Actually, Mike, there was. Were. Those words were spelled differently, but there was a conception, in many cultures, of a place of final judgment that people went to after death as a punishment for the evil they did in life.
I believe Jesus described it most accurately when He referred to having your soul and spirit divided after death.
The word ‘Hell’ did not exist in the days when the scriptures were written.
It didn’t emerge until the KJV took three completely dissimilar words and loosely translated each of them to mean something that medieval paganism had invented and labelled as ‘Hell’
The Youngs Literal translation uses only the three original words.
The simple one to understand is the word Hades (Sheol in the Old Testament Hebrew) meaning the ‘Grave’ (used 11 times in the New Testament)
The one which is of greatest significance to us is ‘Gehenna (used 12 times in the new testament)
Of the twelve instances where Gehenna is used, one can discount James 3:6 (which is likening it to man’s tongue) and concentrate on the other 11 (all found only in the Matthew, Mark, and Luke, Gospels)
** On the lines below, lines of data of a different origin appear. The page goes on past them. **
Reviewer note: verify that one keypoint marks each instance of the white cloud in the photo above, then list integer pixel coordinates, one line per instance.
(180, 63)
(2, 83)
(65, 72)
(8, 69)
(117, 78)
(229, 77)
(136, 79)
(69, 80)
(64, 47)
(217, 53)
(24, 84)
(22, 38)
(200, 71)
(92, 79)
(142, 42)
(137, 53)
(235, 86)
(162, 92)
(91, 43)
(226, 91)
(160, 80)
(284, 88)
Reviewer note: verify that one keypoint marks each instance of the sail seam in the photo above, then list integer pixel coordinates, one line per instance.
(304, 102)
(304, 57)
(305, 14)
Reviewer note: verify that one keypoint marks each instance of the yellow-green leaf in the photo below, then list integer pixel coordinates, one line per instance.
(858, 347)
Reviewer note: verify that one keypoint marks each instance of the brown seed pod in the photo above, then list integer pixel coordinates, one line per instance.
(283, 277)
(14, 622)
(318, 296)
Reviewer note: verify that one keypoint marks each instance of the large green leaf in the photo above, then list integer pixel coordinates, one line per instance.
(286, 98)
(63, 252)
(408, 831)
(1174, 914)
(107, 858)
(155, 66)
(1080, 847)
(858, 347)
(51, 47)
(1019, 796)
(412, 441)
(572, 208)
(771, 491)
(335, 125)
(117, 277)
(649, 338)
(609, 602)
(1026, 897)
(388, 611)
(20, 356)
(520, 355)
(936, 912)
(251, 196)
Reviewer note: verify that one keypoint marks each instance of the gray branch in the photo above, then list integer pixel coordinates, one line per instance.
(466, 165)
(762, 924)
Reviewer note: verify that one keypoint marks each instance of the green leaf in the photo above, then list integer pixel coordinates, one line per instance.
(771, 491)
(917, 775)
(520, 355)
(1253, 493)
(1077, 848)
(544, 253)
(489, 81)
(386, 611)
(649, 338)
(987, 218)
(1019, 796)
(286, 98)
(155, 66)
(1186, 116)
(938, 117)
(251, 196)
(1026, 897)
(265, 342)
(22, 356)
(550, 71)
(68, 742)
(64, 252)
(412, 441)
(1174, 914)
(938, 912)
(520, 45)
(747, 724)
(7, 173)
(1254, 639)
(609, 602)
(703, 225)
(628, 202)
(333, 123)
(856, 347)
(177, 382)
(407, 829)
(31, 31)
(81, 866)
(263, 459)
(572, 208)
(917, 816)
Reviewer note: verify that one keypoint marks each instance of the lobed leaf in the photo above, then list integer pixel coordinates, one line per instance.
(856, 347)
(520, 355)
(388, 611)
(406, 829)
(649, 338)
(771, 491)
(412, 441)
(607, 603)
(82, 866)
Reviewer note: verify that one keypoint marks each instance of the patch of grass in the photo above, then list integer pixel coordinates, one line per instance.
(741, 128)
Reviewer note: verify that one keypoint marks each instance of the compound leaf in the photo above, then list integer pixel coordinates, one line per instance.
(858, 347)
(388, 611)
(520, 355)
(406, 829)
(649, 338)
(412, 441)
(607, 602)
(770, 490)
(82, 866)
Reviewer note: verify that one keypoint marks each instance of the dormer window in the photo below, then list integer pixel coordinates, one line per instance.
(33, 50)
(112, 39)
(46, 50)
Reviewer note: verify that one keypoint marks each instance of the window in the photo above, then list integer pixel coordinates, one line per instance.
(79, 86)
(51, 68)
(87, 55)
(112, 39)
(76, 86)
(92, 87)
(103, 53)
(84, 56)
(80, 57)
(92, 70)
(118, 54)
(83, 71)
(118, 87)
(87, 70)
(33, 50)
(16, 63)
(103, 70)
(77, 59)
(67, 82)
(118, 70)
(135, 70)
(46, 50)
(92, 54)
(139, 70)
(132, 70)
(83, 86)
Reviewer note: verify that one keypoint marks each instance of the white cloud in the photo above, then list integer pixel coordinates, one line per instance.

So I give them below so that readers can carefully consider what the writers were meaning when they likened something to Gehenna.
Each of the writers was Jewish.
Each of the writers knew perfectly well what Hades (Sheol in Hebrew) meant.
None had ever heard of ‘Hell’.
All they knew was the Jewish legend of a geographical site named Gehenna (or the Valley of Hinnom) which was one of the two principal valleys surrounding the Old City of Jerusalem, where idolatrous Jews sacrificed their children to the god Molech, and where the dead bodies of animals and of criminals, and rubbish, were all cast and consumed by a constant fire. (probably the combustive heat of decomposition)
So here are all of the eleven quotes.
Matthew 5:22
Matthew 5:29
Matthew 5:30
Matthew 10:28
Matthew 18:9
Matthew 23:15
Matthew 23:33
Mark 9:43
Mark 9:45
Mark 9:47
Luke 12:5
The odd man out is Tartarus, used only once in 2Peter 2:4
Eventually in Jewish tradition Gehenna became the image of the place of everlasting destruction with a 'gate' which led down to a molten lake of fire.
And that is what was referred to as Tartarus and is what John would have been remembering when he wrote Revelation
I submit that the Gospel writers were not talking of a Literal ‘Gehenna’ but had to be talking symbolically of something that they assumed existed without knowing of its details.
Do we accept the Pagan interpretation?
Or do we leave the unknown in the hands of God?
God to you, is how you see him.
Penal, vengeful, and barbaric, raising someone from the dead in order to torment them for eternity, if you must.